Estimating Metagenome Diversity.
University of California Los Angeles, 2018.
Abstract. Although reduced microbiome diversity has been linked to various diseases, estimating the diversity of bacterial communities (the number and the total length of distinct genomes within a metagenome) remains an open problem in microbial ecology. I describe the first analysis of microbial diversity using long reads without any assumption on the frequencies of genomes within a metagenome and without requiring a large database that covers the total diversity.
Fundamental Algorithms in Deep Sequencing: Assembly
Simons Institute for the Theory of Computing, University of California, Berkeley, January 2016
Abstract. Deep sequencing has become ubiquitous in genomics research due to plummeting costs and massive data volumes. However, it raises formidable algorithmic challenges. In this first mini course, a flipped class, we will learn how graph theory can be used to assemble genomes and will review the recent advances in DNA sequencing. To prepare for the class, students will be provided with an opportunity to enroll in the short Genome Sequencing MOOC on Coursera before the class starts. Instead of lecturing in the class, the instructor will interact with students to answer their questions about the material and the recent trends in genome assembly
Genome Assembly from Single Cells. Distinguished Lecture at Johns Hopkins University, Baltimore, Maryland, April 2015
Abstract. The lion's share of bacteria in various environments cannot be cloned in the laboratory and thus cannot be sequenced using existing technologies. A goal of single-cell genomics (SCG) is to complement gene-centric metagenomic data with whole-genome assemblies of uncultivated organisms. Assembly of SCG data is challenging because of highly non-uniform read coverage and highly elevated levels of chimeric reads/read-pairs. We describe SPAdes, an assembler for both SCG and standard (multicell) assembly that incorporates a number of new algorithmic ideas. We demonstrate that recently developed single-cell assemblers not only enable single-cell sequencing, but also improve on conventional assemblers on their own turf. We further describe (i) TrueSPAdes that assembles accurate and long (10Kb) reads generated by the recently released Illumina TrueSeq technology, (ii) transSPAdes for transcriptome assembly, and (iii) dipSPAdes for assembling highly polymorphic diploid genomes. Finally, we show that the de Bruijn graph assembly approach is well suited to assembling long and highly inaccurate SMRT reads generated by Pacific Biosciences.

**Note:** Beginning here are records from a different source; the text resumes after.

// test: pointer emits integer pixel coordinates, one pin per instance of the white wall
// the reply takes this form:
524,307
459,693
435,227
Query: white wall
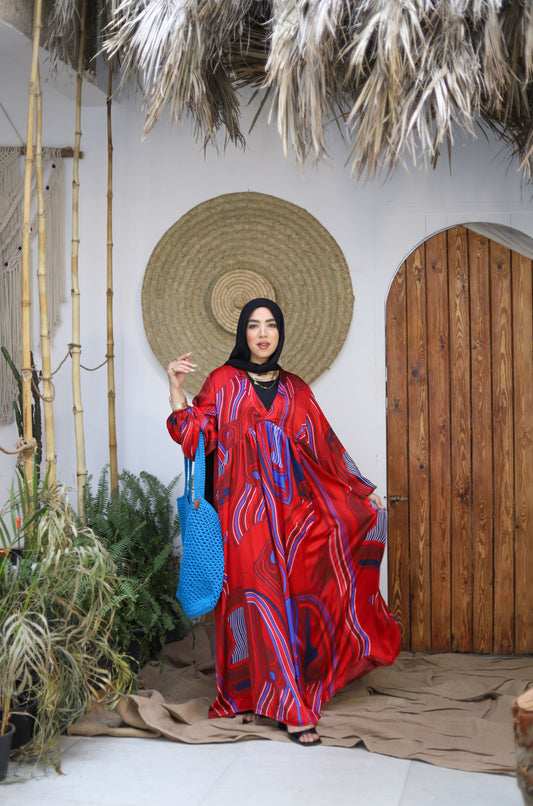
158,180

Technology-Enhanced Education at UC San Diego, La Jolla, California ​May 2014
Birth and Death of Fragile Chromosomal Regions in Mammalian Evolution
Simons Institute for the Theory of Computing, University of California, Berkeley, March 2014
Abstract. A fundamental question in chromosome evolution is whether there exist fragile regions (rearrangement hotspots) where chromosomal rearrangements are happening over and over again. We demonstrate that the fragile regions do exist and further show that they are subject to a ``birth and death'' process, implying that fragility has limited evolutionary lifespan. To establish this biological result we will prove some theorems about the breakpoint graphs, the workhorse of genome rearrangement studies. We further illustrate that both breakpoint graphs and de Bruijn graphs are special cases of a more general notion of A-Bruijn graphs that found many applications in computational biology.
Commencement Speech and the Honorary Degree Award Ceremony
Simon Fraser University, Vancouver, Canada, 2013
Genome Assembly and Seven Bridges of Konigsberg (Part 1 Part2) Konigsberg (now Kaliningrad, Russia), 2013
Personalized Genomics: From Experimental to Computational Problems.
Polit.ru Lectorium. Moscow. Russia. September 2012 (in Russian)
Genome Rearrangements: from Biological Problems to Combinatorial Algorithms (and back).
Steklov Mathematical Institute, Russian Academy of Sciences, Saint Petersburg, Russia, May 2011 (in Russian)
Genome Rearrangements: from Biological Problems to Combinatorial Algorithms (and back).
Saint Petersburg Computer Science Club. Saint Petersburg, Russia, December 2010 (in Russian)
De Novo Sequencing with Short Reads: Does the Read Length Matter? Joint Genome Institute, Walnut Creek, California, 2009
UCSD Faculty Excellence Award, La Jolla, California, 2007
Panel Discussion on Information Theory. Information Theory and Applications Conference, La Jolla, California, April 2006
Gene Hunting Without Genome Sequencing: the Twenty Questions Game with Genes.
Mathematical Sciences Research Institute, Berkeley, California, May 1998.